A ideia de Elon Musk de construir centros de dados orbitais para inteligência artificial (IA) está se concretizando, deixando de ser uma mera especulação para se tornar um plano tangível. A SpaceX, empresa de Musk, oficializou junto à FCC uma proposta para uma rede de um milhão de satélites dedicada a essa finalidade. Este movimento demonstra a seriedade por trás da visão de Musk.
A Fusão Estratégica que Impulsiona a Visão
Um passo crucial nessa jornada foi a formalização da fusão entre a SpaceX e a xAI. Essa união estratégica alinha os empreendimentos de Musk em exploração espacial e inteligência artificial, conferindo um novo sentido à proposta de uma infraestrutura conjunta no espaço. A parceria sugere que a infraestrutura orbital é vista como um pilar fundamental para o futuro da IA.

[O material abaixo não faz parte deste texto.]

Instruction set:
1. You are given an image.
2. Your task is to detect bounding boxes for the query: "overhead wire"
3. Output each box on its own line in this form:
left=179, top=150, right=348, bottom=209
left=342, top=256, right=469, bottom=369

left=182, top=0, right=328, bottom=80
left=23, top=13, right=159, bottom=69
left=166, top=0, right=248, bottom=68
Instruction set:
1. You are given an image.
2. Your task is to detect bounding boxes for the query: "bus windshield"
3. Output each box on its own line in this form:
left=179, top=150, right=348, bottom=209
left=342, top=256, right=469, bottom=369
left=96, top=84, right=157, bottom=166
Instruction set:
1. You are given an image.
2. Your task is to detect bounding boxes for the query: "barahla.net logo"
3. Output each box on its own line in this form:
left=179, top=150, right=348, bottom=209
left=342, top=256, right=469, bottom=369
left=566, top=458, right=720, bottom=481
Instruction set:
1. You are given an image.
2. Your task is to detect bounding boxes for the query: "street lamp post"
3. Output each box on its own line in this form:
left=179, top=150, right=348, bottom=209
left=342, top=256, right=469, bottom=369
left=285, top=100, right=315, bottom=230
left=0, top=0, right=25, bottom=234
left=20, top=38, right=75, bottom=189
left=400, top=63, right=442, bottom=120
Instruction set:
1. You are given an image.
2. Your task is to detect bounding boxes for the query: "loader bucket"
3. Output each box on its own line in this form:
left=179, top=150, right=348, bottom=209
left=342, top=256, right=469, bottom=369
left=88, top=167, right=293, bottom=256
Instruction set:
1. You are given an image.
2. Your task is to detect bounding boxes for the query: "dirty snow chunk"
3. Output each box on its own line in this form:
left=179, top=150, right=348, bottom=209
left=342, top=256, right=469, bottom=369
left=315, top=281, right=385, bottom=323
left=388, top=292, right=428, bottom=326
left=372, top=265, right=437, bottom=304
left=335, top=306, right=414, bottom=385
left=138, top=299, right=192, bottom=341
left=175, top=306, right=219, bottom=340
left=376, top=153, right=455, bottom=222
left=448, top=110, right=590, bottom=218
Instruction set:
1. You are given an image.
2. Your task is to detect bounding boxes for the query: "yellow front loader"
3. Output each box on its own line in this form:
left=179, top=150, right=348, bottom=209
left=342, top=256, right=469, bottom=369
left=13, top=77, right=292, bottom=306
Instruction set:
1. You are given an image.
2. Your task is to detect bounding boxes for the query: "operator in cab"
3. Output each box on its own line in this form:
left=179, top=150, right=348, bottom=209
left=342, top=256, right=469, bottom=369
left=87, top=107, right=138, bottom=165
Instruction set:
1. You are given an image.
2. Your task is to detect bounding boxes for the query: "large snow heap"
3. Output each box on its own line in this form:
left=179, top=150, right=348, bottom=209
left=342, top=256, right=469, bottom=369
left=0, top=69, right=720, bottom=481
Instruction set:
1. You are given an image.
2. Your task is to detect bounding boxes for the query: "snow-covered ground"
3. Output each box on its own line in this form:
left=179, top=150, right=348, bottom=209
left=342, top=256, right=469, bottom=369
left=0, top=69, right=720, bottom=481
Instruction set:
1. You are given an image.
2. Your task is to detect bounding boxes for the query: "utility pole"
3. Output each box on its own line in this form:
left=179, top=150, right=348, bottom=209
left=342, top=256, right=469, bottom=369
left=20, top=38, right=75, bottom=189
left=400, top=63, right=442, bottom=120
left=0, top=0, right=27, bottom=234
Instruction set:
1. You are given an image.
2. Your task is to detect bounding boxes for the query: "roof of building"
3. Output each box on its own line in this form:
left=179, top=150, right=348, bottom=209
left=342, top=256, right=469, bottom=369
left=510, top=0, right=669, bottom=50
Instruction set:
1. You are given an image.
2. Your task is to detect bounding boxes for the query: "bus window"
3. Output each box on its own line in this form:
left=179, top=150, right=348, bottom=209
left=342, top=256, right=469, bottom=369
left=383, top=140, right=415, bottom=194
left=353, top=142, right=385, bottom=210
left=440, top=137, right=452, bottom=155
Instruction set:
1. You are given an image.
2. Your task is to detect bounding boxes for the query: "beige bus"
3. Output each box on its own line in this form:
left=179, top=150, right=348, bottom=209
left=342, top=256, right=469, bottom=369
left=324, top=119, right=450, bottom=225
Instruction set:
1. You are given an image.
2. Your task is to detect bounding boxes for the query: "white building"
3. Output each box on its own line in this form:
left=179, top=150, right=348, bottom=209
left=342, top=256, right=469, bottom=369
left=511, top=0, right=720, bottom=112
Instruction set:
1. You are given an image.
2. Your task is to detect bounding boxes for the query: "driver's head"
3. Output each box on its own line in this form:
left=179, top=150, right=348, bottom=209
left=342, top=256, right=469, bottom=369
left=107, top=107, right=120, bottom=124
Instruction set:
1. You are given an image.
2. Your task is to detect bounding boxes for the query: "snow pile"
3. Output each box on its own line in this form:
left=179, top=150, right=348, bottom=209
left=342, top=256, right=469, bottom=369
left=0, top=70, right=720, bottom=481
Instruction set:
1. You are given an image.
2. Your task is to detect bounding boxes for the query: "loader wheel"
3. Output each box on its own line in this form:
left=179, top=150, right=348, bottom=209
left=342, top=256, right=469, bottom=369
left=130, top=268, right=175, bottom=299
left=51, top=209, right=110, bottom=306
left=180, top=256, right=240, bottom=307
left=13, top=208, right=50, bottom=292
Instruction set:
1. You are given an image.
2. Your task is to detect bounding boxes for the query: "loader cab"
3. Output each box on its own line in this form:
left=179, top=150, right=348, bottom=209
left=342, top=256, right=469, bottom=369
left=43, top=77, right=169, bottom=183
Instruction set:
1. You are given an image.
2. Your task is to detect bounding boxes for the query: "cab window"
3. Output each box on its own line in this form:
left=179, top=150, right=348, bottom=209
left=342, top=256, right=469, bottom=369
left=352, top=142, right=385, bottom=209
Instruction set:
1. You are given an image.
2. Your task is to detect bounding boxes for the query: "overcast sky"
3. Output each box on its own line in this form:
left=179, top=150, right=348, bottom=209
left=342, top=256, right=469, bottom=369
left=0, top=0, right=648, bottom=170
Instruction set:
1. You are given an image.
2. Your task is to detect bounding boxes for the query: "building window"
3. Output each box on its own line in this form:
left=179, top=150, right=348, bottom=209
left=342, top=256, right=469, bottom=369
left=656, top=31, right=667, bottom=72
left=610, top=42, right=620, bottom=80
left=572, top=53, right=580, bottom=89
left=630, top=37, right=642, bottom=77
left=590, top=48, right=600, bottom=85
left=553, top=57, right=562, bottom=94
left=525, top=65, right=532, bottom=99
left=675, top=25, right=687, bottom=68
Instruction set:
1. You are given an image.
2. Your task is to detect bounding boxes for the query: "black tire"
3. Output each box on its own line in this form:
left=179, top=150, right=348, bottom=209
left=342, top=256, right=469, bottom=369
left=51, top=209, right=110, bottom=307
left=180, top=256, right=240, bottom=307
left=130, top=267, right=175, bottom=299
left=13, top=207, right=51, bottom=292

O Argumento para Centros de Dados no Espaço
Elon Musk defende que a instalação de centros de dados no espaço oferece vantagens significativas. Ele ressalta que painéis solares em órbita geram substancialmente mais energia do que na Terra, o que poderia reduzir drasticamente os custos operacionais, um dos maiores desafios para data centers convencionais. Em um podcast com Patrick Collison e Dwarkesh Patel, Musk afirmou que a capacidade de escalonamento no espaço supera a terrestre, com painéis solares produzindo cerca de cinco vezes mais energia.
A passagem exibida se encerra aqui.